L’abondance des eaux étant une des choses qui contribuent le plus à rendre un lieu agréable, le Koran parle souvent des rivières du paradis comme en faisant un des principaux ornements. Quelques-unes, dit-il, sont des rivières où coule de l’eau; dans quelques autres coule du lait; dans d’autres, du vin; dans d’autres, du miel. Toutes prennent leur source des racines de l’arbre Tûba. Deux de ces rivières sont l’Al Kanthar et la Rivière de vie; mais de crainte qu’elles ne soient pas suffisantes, le jardin est encore arrosé d’une infinité de sources et de fontaines, doit les cailloux ne sont que rubis et émeraudes, dont les lits sont de camphre et de musc, et les bords de safran. Les plus remarquables portent les noms de Sal-Sabil et de Tasnim.

Mais toute cette magnificence est effacée par l’éclat de ces ravissantes filles du paradis, appelées, à cause de leurs grands yeux noirs, Hûr al oyûn (dont, par corruption, nous avons fait Houris), et qui feront la principale félicité des fidèles. Elles ne sont pas, disent-ils, créées d’argile comme les femmes mortelles, mais de musc pur. Elles sont exemptes, comme le Prophète l’affirme souvent dans le Koran, de toutes les infirmités humaines; leur modestie égale leur beauté; elles ont pour gynécées des pavillons faits de perles creuses de telles dimensions, qu’une seule pourrait couvrir quatre parasanges (mesure de superficie en usage chez les Orientaux), ou soixante milles tant en longueur qu’en largeur. Des tentes de perles, de rubis et d’émeraudes seront aussi la demeure des croyants, dont chacun ne possèdera pas moins de soixante-douze femmes prises parmi les filles du paradis, sans préjudice de celles qu’il aura eues sur terre et qui lui seront fidèlement rendues avec tout l’éclat de la jeunesse.

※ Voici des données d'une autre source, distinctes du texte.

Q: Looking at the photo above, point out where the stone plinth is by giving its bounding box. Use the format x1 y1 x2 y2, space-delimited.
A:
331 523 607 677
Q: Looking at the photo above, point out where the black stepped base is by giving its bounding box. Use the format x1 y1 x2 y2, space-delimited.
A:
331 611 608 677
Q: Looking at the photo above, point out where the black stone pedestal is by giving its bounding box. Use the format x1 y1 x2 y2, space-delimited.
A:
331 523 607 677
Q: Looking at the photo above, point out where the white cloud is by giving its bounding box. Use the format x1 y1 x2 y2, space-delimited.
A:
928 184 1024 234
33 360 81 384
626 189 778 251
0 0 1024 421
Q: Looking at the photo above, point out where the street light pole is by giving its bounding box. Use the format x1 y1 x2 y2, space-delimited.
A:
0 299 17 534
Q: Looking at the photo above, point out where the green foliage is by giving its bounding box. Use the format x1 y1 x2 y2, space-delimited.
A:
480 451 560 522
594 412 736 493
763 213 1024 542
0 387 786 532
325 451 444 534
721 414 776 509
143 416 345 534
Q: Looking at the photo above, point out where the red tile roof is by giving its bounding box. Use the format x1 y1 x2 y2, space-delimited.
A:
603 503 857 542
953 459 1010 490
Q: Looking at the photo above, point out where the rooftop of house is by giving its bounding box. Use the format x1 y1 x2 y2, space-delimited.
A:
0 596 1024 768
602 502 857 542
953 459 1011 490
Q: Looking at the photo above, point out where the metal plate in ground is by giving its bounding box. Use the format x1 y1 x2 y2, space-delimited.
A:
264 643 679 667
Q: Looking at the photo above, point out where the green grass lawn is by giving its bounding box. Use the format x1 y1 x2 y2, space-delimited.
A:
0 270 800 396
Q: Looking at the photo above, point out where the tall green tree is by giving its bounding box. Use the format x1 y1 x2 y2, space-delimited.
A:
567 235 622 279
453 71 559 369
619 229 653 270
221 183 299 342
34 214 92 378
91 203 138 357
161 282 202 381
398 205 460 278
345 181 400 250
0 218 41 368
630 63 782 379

«Le nom que les mahométans donnent ordinairement à cet heureux séjour, ajoute notre auteur, est al Djannat, ou le Jardin; quelquefois aussi Djannat al Jerdaws, le Jardin du Paradis; Djannat Eden, le Jardin d’Eden, quoiqu’ils interprètent communément le mot Éden, non suivant le sens du mot hébreu, mais selon la signi fication qu’il a en leur propre langue, dans laquelle il signifie: une habitation fixe ou perpétuelle; ils le nomment encore Djannat al Mawa, le Jardin de la retraite; Djannat al Naïm, le Jardin du plaisir; outre plusieurs autres noms semblables.»